Alfasadun menilai prosedur pemindahbukuan yang dilakukan oleh Bank Mandiri khusus 99 nasabah warga Jatirunggo belum 100 persen kuat secara hukum. "Kalau hanya dengan surat kuasa maka itu baru setengah benar. Sebab prosedur yang setengah lagi adalah konfirmasi kepada pemilik dana tidak dilakukan," kata politisi PPP ini. Fraksi PPP meminta kepada aparat berwenang untuk memeriksa pejabat bank yang berwenang.

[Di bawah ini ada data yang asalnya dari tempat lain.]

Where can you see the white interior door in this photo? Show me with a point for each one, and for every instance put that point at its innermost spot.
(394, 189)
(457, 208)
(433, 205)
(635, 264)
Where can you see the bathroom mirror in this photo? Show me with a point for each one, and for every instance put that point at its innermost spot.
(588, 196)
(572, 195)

Anggota Komisi A DPRD Jawa Tengah Wahyudin Noor Ali menyatakan para calo tanah juga harus dimintai keterangan dalam persoalan ini. Alasannya, seorang calo berani membeli lahan karena tahu akan digunakan sebagai lahan pengganti. Itu artinya calo itu tahu tentang tata kota dan perencanaannya. "Ini juga harus diusut, dari mana dia mendapat data tersebut,” ujar Wahyudin.

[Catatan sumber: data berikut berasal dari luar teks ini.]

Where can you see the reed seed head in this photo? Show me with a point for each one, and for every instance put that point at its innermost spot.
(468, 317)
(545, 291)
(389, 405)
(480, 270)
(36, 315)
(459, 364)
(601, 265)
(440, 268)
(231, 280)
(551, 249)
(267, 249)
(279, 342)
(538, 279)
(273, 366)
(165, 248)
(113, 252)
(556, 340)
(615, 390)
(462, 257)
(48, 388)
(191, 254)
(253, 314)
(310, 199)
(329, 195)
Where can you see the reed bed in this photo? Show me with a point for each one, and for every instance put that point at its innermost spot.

DPRD juga berpendapat bahwa Tim Pembebasan Tanah jalan tol Semarang-Solo juga harus bertanggung jawab. Sebab, mereka tidak melakukan sosialisasi harga sebagaimana mestinya. Alfasadun menengarai adanya pemain informal yang masuk ke lapangan seakan-akan bertindak sebagai petugas resmi.
Seharusnya, tim pembebasan tanah mencegah beroperasinya makelar dalam pembebasan lahan di Jatirunggo. Atas dasar itu, Alfasadun mendesak agar Ketua Tim Pembebasan Tanah Suyoto diganti.
Komisi D DPRD Jawa Tengah akan memanggil semua pihak yang terkait dalam proses pembayaran pengganti lahan hutan di Jatirunggo pada pekan ini. "Kami akan mengklarifikasi persoalan itu agar nanti bisa dicari solusinya," kata Ketua Komisi D DPRD Rukma Setia Budi. Pihak yang dimintai keterangan antara lain Bank Mandiri, Tim Pembebasan Tanah, Dinas Bina Marga, Dinas Kehutanan, Perhutani, kepala desa, serta warga Jatirunggo.
Wakil Presiden Bank Mandiri Regional VII Semarang Arnold bersikukuh proses transaksi nasabah warga Jatirunggo sudah sesuai prosedur. "Datanya valid sehingga kami berani transaksi sesuai permintaan nasabah," kata dia. Jika ada yang mempersoalkan, kata Arnold, Bank Mandiri tetap akan mempertanggungjawabkan. "Kami akan terbuka dan akomodatif," ujarnya.